Personal information
- Born: October 19, 1943 (age 82) Tuscaloosa, Alabama, U.S.
- Listed height: 6 ft 1 in (1.85 m)
- Listed weight: 188 lb (85 kg)

Career information
- College: Arkansas–Pine Bluff (1961–1965)
- NBA draft: 1965: 2nd round, 14th overall pick
- Drafted by: New York Knicks
- Playing career: 1965–1966
- Position: Shooting guard
- Coaching career: 1969–2002

Career history

Playing
- 1965–1966: Trenton Colonials

Coaching
- 1969–1970: Arkansas–Pine Bluff (assistant)
- 1970–1995: Harford CC
- 1995–2002: Arkansas–Pine Bluff

Career highlights
- 3× NAIA All-American (1963–1965); 3× First-team All-SWAC Team (1963–1965); No. 50 jersey retired by Arkansas–Pine Bluff Golden Lions;
- Stats at Basketball Reference

Career coaching record
- College: 36–147 (.197)

= Harold Blevins =

American basketball player and coach

Harold Blevins (born October 19, 1943) is an American former professional basketball player and coach. He was a four-year starter for the Arkansas AM&N Golden Lions, where he is considered one of the program's greatest scorers. Blevins was a three-time National Association of Intercollegiate Athletics (NAIA) All-American and All-Southwestern Athletic Conference (SWAC) selection.

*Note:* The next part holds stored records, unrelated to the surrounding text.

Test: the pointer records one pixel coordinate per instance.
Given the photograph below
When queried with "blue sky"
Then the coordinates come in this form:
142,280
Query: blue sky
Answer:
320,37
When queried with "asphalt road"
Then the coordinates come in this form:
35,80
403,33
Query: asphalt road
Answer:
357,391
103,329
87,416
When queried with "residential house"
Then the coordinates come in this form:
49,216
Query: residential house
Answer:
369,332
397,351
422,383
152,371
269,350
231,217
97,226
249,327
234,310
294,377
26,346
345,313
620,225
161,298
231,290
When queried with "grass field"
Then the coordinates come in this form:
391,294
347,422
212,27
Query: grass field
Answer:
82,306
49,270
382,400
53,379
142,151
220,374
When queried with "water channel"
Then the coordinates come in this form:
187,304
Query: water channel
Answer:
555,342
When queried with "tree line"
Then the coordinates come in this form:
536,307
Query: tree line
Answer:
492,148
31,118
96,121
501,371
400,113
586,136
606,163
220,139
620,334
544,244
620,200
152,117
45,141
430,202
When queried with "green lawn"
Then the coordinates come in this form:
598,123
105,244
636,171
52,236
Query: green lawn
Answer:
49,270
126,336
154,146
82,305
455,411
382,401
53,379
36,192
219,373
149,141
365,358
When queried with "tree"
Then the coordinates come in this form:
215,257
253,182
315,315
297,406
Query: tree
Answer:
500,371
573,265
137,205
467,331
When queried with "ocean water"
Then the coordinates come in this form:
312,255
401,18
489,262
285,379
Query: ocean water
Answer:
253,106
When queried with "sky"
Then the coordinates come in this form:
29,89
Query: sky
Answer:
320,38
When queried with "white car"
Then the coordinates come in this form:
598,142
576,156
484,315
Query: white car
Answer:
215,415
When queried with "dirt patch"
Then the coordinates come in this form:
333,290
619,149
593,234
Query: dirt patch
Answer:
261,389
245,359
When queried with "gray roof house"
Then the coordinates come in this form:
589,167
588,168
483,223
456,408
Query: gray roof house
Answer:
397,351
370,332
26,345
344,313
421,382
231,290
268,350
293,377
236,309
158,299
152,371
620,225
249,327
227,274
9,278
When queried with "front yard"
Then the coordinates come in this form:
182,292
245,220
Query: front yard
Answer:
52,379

Blevins was selected by the New York Knicks in the 1965 NBA draft as the 14th overall pick and became the first Golden Lions player to be selected in an National Basketball Association (NBA) draft. (Note: Frank Burgess, a selection in the 1961 NBA draft, played for the Golden Lions but was drafted after playing for Gonzaga.) Despite not playing football in college, he signed as a free agent with the Dallas Cowboys of the National Football League (NFL) that same year. Blevins ultimately played in neither the NBA nor the NFL but played for the Trenton Colonials of the Eastern Professional Basketball League (EPBL) during the 1965–66 season. He was drafted into the United States Army in 1966 and served a two-year stint in Vietnam.

Blevins was an assistant coach for the Golden Lions during the 1969–70 season. He was then appointed as the head basketball coach for the men's and women's teams at Harford Community College. He spent 25 years at Harford and led the mean's team to a 340–210 record despite having no athletic scholarships. On June 5, 1995, Blevins was appointed as head coach of the Golden Lions men's basketball team. Blevins had a 36–147 record over seven seasons and was fired on July 16, 2002.

Blevins was inducted into the Arkansas–Pine Bluff Golden Lions Hall of Fame in 2004 and the SWAC Hall of Fame in 2005. His No. 50 jersey was retired by the Golden Lions in 2016.